リカルドは今日は妻と娘と二手に分かれて行動していたのだ。
リキュール伯爵領産のワインの流通について、どうしても王都を拠点とする大商人ユグノーと協議したいことがあったからだ。
妻と娘に、少し休みを取ってほしかったというのもある。
特に、娘リーディアは連日の外出イベントで疲れているようだったので、今日は寝坊しても大丈夫と二人に伝えて、リカルドだけ街に出てきたのだ。
しかし、そんなリカルドの想いは裏目に出てしまった。
昼前のこと、大商人ユグノーと話をしている最中であったリカルドは、轟音と共に王宮が黒い壁に包まれるのを見た。
仕事の話は終わり、ちょうど家族の話をしていたところであったため、大商人ユグノーは王宮を見て青ざめた。
「リキュール伯爵。もしかして、奥様方が王宮に――」
わき目もふらず走り出すリカルドを、大商人ユグノーは止めなかった。
リカルドはやってくるときに使った馬車に乗り込み、御者に急いで王宮に向かうよう促す。
しかし、道が混雑して馬車では進めないのだ。
リカルドは馬車を降りて、走って王宮に向かうことにする。
(マリア! リーディア!)
二人は無事だろうか。
王宮に行くのは午後を予定していたはずだ。
まだ午前中なのだから、二人は伯爵家王都別邸に居るはず。
悲鳴や泣き声が聞こえる中、リカルドは人混みの進む方向に逆らいながら、ひたすら王宮を目指す。
「避難しろ! みんな、王宮から離れろ」
「馬車が動かないんだ」
「灯りもつかないぞ!」
「年寄りに手を貸せ! 補助杖が使えないらしい!」
(どういうことだ? 馬車に灯りに……魔道具が、使えない?)
違和感を感じて、リカルドは息を切らしながら街道の脇に寄り、右ポケットに忍ばせた携帯用の灯りをつけてみる。
スイッチを押した魔石灯は、問題なく点灯した。
念のため、走って疲れた自分の体に治癒魔法を使ってみたところ、いつものとおり、奇跡の力はリカルドの疲労を取り去ってくれる……。
(周りの魔道具が動かないのは偶然か? いやしかし……)
再度走り出そうとしたリカルドは、ふと胸元に振動を感じ、驚いてその場で立ち止まる。
振動の元を手に取ると、それは虹色バンドの腕時計型電気通信機だった。他から通信が入ったらしく、チカチカと色々な箇所が点滅している。
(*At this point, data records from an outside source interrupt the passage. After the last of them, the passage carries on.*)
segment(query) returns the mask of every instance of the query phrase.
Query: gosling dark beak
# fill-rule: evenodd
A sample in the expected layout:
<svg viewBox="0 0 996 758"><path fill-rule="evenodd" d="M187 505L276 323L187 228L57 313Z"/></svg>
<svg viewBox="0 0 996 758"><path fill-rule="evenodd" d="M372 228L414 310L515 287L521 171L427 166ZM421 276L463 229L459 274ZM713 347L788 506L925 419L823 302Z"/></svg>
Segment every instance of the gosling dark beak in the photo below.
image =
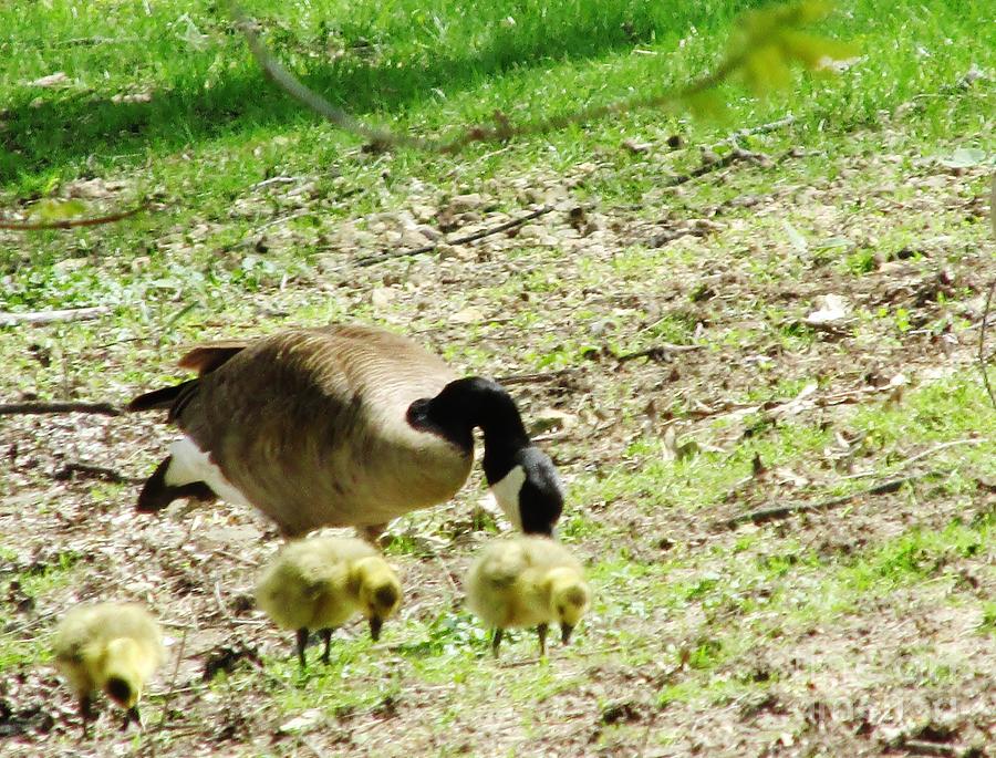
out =
<svg viewBox="0 0 996 758"><path fill-rule="evenodd" d="M561 624L560 625L560 642L564 645L571 641L571 632L574 631L574 627L570 624Z"/></svg>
たしか、真横のボタンの一つを押すと、通話を開始できたはず。
『パパ、パパ。リーです、聞こえますか〜?』
愛娘の元気そうな声に、リカルドは崩れ落ちそうなほど安堵した。
「――リーディアか!? 大丈夫か! マリアはそばにいるか!?」
『ママも一緒にいるよ。イーゼルも一緒なの』
「もしかして、まだ王宮の中にいるのか!?」
『リカルド? マリアです。今、王宮の子ども部屋にいるんだけど、わたし達三人以外、周りの人がみんな眠り込んでしまって……』
「眠り込んでる……!? いや、それよりも、すぐに王宮から逃げるんだ! いや、隠れていたほうが――マリア? マリア!」
気がつくと、向こうからの通信が途絶えていた。
娘から教わったとおりに操作し、娘の通信機に向けて発信したけれども、応答がない。
焦るリカルドの目の前で、王宮の真上に映像が浮かび上がった。そこに映っているのは、スルト=スルシャールだ。
次いで、ミゲル=マティーニによる放送が流れた。
マリアの兄が、動いている!
リカルドは時計型電気通信機を使って、娘の持つものとは別の端末に向けて発信する。
『やあやあ、リカルド君。大丈夫かい?』
「ミゲルさん!」
『よかった、元気そうだね。リカルド君が通信できているということは、マリアとリーディアさんも――』
「二人は王宮です! マリアとリーディアは、王宮の中に居るんです!」
ミゲルは通信機の向こう側で、絶句しているようだ。
リカルドは構わず、マリアとリーディアが王宮内にいること、イーゼル殿下を含め、三人を残して、王宮内の者達は眠り込んでいることを伝える。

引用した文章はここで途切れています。